I can't believe I didn't take any pictures of the quinoa cakes but that picture way at the top is me showing off all the chard from my garden that I used in the quinoa cakes to give the false notion that this dish had any redeeming nutritional value. Oh sure, we used quinoa, the new superfood. And we used greens. But we also mixed in about sixteen pounds of parmesan, a half-dozen eggs and, as with the tomatoes, fried 'em up. (I must credit Warren here-- he was on QC fry-duty and he did a great job of it). I got that quinoa cake recipe from NYT. I find the recipes I get there are kinda hit-or-miss but I'm happy to say that this one was most definitely a hit. 

I'd like to say that next up in this informal series about eating from the garden will be a post about the stunning eggplant dishes I create. Alas, the GD squirrels ate my eggplants, too.
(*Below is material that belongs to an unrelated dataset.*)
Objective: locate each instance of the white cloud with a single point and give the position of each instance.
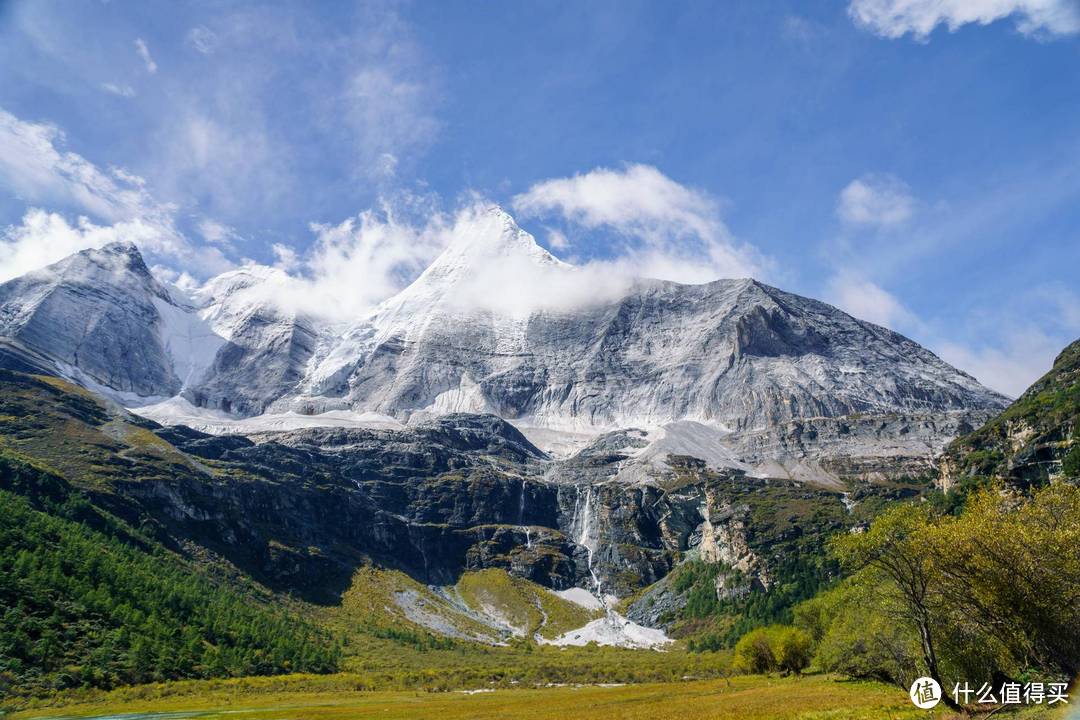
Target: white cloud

So perhaps the next post will be how I transitioned back to meat eating with a nice squirrel brain casserole.

1 comment:

Unknown said...

In my mind, I'm a happy homesteader -cotton floral apron, spatula in one hand, grinning from ear to ear while admiring my freshly canned produce from my totally organic garden. Then I actually cook some shit and reality hits; it's work and a lot of it. I still try anyway. It looks like you're doing a great job! Sorry the squirrels are being assholes. I guess you don't want to hear about the one my kids rescued and we hand-raised, huh? I don't know if this makes you want to scramble squirrel brains any less, but they are soft like kittens and very sweet when they are still babies. You know, before the garden terrorizing phase. Good luck and keep those inspirational food posts coming!